Правда, грядущая Октябрьская революция (никакое иное событие не обсуждали дольше в течение века, ей предшество­вавшего, — даже Великую Французскую революцию; ни о чем ином не размышляли усерднее) пошла отнюдь не тем путем, который предрекало большинство писателей и говорунов. Однако, вопреки распространенной склонности многих мыслителей — подобных, например, Толстому и Карлу Марксу — считать интеллигентские беседы и споры почти ничего не значащими, общие идеи оказывают огромное влияние. Похоже, это уразумели нацисты, сразу же и стара­тельно принимавшиеся уничтожать умственный цвет захва­ченных ими стран — ибо гитлеровцы числили интеллиген­тов среди самых опасных личностей, способных преградить им дорогу: здесь, можно сказать, историю истолковали верно. Как ни рассматривай воздействие мысли на людскую жизнь, бесполезно было бы отрицать, что идеи — в частности, фило­софские, — распространявшиеся в начале девятнадцатого столетия, весьма и весьма изрядно определили ход последу­ющих событий. Без мировоззрения, одним из источников и проявлений коего служит, к примеру, господствовавшее в те дни гегельянство, многого из приключившегося позднее могло бы не произойти — или, по крайности, многое про­изошло бы иначе. Следовательно, рассуждая исторически, главное значение вышеупомянутых писателей и мыслите­лей состоит именно в том, что они положили начало идеям, впоследствии вызвавшим коренные и сильнейшие потрясе­ния не только в самой России, но и далеко за ее пределами.

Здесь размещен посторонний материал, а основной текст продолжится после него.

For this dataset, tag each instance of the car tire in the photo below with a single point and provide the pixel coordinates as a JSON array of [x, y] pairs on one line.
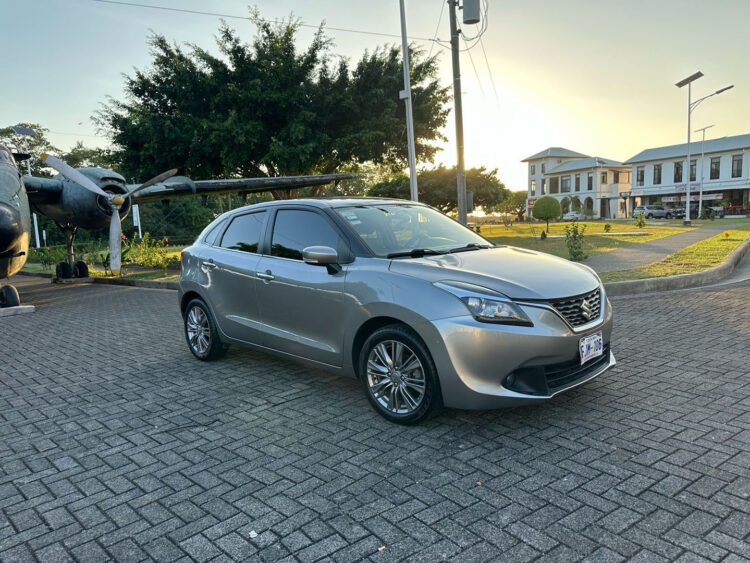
[[404, 397], [80, 269], [9, 297], [63, 271], [201, 334]]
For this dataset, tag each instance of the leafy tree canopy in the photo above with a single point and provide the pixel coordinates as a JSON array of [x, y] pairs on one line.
[[268, 108], [437, 187]]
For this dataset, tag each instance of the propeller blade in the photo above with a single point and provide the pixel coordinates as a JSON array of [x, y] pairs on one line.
[[72, 174], [115, 241], [155, 180]]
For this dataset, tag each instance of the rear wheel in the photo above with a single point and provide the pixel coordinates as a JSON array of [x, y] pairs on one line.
[[201, 333], [64, 271], [399, 376], [80, 269], [9, 297]]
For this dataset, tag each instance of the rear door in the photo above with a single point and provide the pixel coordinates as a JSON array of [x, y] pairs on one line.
[[302, 305], [231, 266]]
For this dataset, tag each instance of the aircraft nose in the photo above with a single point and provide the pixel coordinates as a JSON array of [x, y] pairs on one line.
[[11, 228]]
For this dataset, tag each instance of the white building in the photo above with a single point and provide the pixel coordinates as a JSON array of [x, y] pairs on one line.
[[659, 173], [598, 183]]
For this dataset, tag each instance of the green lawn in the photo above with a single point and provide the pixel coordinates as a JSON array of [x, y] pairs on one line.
[[694, 258], [526, 235]]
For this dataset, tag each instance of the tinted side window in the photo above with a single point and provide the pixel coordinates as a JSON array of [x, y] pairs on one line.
[[244, 232], [296, 229]]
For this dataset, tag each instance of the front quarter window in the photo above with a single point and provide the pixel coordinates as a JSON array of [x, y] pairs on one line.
[[392, 228]]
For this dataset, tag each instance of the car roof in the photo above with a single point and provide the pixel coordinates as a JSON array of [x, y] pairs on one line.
[[330, 202]]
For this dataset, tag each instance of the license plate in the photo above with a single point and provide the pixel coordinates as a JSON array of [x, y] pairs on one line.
[[590, 347]]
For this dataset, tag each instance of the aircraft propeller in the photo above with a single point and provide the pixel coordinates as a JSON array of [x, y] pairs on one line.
[[116, 201]]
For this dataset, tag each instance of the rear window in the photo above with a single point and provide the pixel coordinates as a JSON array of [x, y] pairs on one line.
[[244, 232]]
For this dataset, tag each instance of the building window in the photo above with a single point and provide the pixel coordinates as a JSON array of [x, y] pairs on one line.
[[657, 174], [736, 165]]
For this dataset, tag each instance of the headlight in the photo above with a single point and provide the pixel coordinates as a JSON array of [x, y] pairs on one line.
[[486, 305]]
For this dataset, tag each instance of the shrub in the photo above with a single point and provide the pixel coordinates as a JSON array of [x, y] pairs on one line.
[[574, 239], [546, 208]]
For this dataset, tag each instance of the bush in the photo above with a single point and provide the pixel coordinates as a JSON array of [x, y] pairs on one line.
[[546, 208], [574, 240]]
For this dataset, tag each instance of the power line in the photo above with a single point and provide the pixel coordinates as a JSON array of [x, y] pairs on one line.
[[246, 18]]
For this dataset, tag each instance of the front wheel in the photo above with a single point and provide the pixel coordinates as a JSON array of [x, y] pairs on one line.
[[399, 376], [201, 333]]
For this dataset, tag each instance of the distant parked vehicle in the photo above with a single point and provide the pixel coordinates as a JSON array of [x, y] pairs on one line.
[[653, 212]]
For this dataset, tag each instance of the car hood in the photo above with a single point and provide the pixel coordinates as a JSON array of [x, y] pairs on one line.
[[515, 272]]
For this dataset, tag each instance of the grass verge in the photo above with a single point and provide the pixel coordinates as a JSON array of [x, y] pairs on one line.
[[694, 258]]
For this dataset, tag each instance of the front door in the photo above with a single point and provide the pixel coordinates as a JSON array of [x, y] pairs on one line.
[[231, 267], [302, 306]]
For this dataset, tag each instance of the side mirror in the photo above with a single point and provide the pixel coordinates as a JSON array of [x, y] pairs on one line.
[[320, 255]]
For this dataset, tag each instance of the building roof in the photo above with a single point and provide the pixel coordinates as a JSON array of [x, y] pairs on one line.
[[583, 164], [557, 152], [675, 151]]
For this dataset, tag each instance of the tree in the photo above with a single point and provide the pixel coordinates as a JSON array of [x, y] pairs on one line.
[[546, 208], [437, 187], [268, 108], [514, 204]]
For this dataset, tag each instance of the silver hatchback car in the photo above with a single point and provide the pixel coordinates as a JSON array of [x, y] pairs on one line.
[[422, 310]]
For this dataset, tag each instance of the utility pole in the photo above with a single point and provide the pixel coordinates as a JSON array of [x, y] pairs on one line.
[[703, 140], [458, 110], [405, 95]]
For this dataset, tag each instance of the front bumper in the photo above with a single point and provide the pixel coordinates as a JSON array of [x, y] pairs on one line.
[[485, 366]]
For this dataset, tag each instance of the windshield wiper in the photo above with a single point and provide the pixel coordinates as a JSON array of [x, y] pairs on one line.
[[470, 246], [416, 253]]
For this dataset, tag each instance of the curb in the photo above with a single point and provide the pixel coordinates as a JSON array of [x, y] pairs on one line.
[[682, 281]]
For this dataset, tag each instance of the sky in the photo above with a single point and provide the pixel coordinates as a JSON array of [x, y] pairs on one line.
[[594, 76]]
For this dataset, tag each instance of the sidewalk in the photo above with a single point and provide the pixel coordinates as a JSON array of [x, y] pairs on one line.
[[644, 253]]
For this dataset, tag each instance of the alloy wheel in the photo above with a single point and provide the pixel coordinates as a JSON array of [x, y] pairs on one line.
[[395, 376], [198, 330]]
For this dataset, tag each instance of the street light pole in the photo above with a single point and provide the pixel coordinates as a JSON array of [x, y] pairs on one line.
[[458, 109], [703, 174], [405, 95], [691, 106]]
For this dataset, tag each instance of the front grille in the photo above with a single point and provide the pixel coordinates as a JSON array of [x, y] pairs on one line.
[[573, 311]]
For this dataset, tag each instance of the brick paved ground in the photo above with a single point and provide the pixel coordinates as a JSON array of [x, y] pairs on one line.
[[116, 444]]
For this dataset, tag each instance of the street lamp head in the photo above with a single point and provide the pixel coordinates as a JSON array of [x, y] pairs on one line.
[[689, 79]]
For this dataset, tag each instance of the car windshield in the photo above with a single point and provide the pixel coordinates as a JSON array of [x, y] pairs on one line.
[[389, 229]]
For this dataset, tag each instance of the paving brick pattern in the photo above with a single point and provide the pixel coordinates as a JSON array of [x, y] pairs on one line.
[[116, 444]]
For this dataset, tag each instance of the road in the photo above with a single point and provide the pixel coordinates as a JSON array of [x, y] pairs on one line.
[[117, 444]]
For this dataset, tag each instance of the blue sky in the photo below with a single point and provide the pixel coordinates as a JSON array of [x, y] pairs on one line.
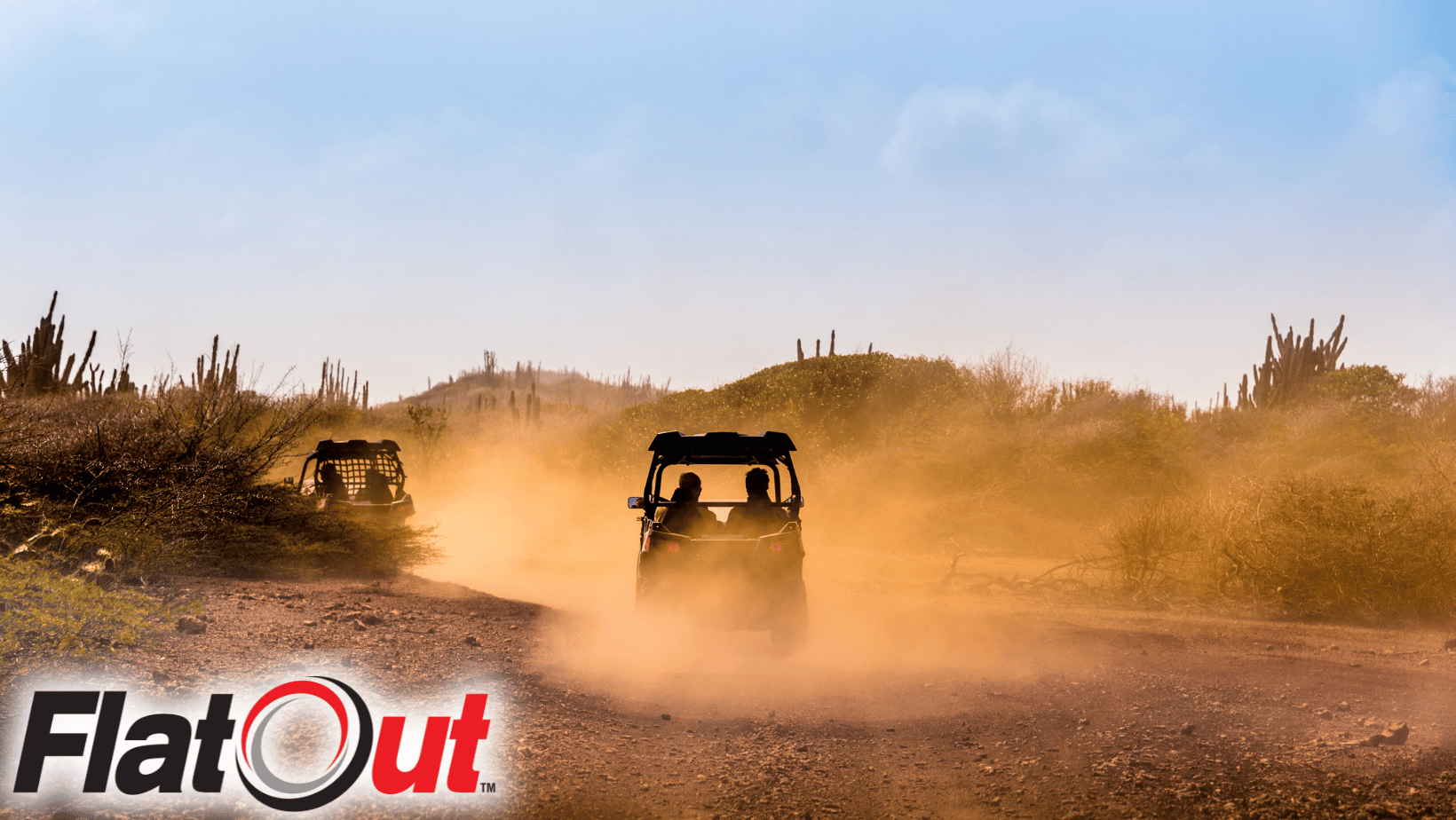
[[1120, 190]]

Но заслужили вышеупомянутые люди и гораздо лучшую известность. Очень трудно вообразить себе русскую лите­ратуру середины девятнадцатого века (в частности, великий русский роман) возникшей в какой-либо иной атмосфере, нежели особая, ими созданная и прославленная. Произве­дения Тургенева, Толстого, Гончарова, Достоевского и дру­гих, менее крупных прозаиков, пронизаны духом эпохи — той либо иной общественной среды с присущим ей идей­ным содержанием — даже больше, чем «социальные» романы Запада. К этой теме я намерен вернуться позже.

Наконец, они изобрели социальную критику. Мое утверждение может показаться слишком дерзким и даже абсурдным, однако под социальной критикой я не разумею обращения к мерилам, предполагающим взгляд на литера­туру, как на нечто, обладающее — или обязанное обладать — сугубо назидательными свойствами; не говорю и о критике, созданной литераторами-романтиками — особенно герман­цами, — которая считает героев либо злодеев своего рода «химически чистыми» человеческими типами, — и лишь в этом качестве изучает их; не завожу речи и о том кри­тическом подходе (французы, например, используют его с мастерством особым и непревзойденным), что старается воспроизвести процесс художественного творчества, изучая и анализируя главным образом общественную, духовную и умственную среду, окружавшую автора, его родословную или денежные дела его, — а не чисто художественные приемы, одному этому писателю свойственные, и не душевный склад его, своеобразный и неповторимый; впрочем, до известной степени русские интеллигенты грешили тем же.

В этом смысле социальная критика, разумеется, быто­вала и прежде — и западные литературные обозреватели занимались ею куда профессиональнее, дотошнее и глубже. Но я имею в виду иную социальную критику — метод, по сути дела заново изобретенный великим русским обоз­ревателем Белинским: ту критику, при коей границу меж искусством и жизнью преднамеренно оставляют неясной; ту критику, что свободно расточает хвалу и хулу, выражает любовь и ненависть, восхищение и презрение, вызываемые и художественной формой произведения, и его героями; и личными особенностями автора, и содержанием напи­санного им романа; а мерила, используемые при подобном подходе к словесности — случайно ли, намеренно ли, — совпадают с теми, что применяются в ежедневном обиходе к окружающим человеческим существам: о литературных героях судят, словно о живых людях из плоти и крови.

Конечно, такой критический метод сам подвергался критике — часто и помногу. Ему вменяли в вину смеше­ние искусства с жизнью, пренебрежение чистотой искус­ства. Возможно, тогдашние русские критики и впрямь были виновны в подобном смешении, а возможно, и не были; но, что ни говори, а они утвердили новый взгляд на повесть и роман — взгляд, производный от их собственного миро­воззрения. Впоследствии это мировоззрение стали определять как присущее именно интеллигентам — и молодые радикалы 1838-1848 годов: Белинский, Тургенев, Бакунин и Герцен, столь дружелюбно изображаемый Анненковым в своей книге, являются истинными его зачинателями. «Интеллигенция» — чисто русское слово, родившееся в девятнадцатом веке и при­обретшее с тех пор международную известность. Понятие и явление это — «интеллигенция», — со всеми его истори­ческими и литературными последствиями, по-моему, состав­ляет наивеличайший русский вклад во всемирные обществен­ные перемены.

Понятие «интеллигент» не следует путать с понятием «интеллектуал». Интеллигентов объединяло нечто большее, нежели простой интерес к идеям; они числили себя членами своеобразного ордена — почти светски-монашеского, — целеустремленно распространявшего особое отношение к жизни; это несколько напоминало апостольское служение. С точки зрения исторической, появление интеллигенции любопытно и требует кое-каких разъяснений.

и

Большинство русских историков соглашаются: великий общественный раскол на образованных и темных людей был последствием раны, причиненной русскому обществу Петром Великим. Пылкий реформатор, Петр посылал избранных молодых людей на Запад, а когда они овладевали тамошними языками и успевали изучить различные новые искусства и ремесла, возникшие благодаря научной и промышленной революции семнадцатого столетия, приказывал посланцам возвращаться домой и возглавлять новое русское общество, которое государь поспешно, сурово и беспощадно создавал на своей феодальной почве.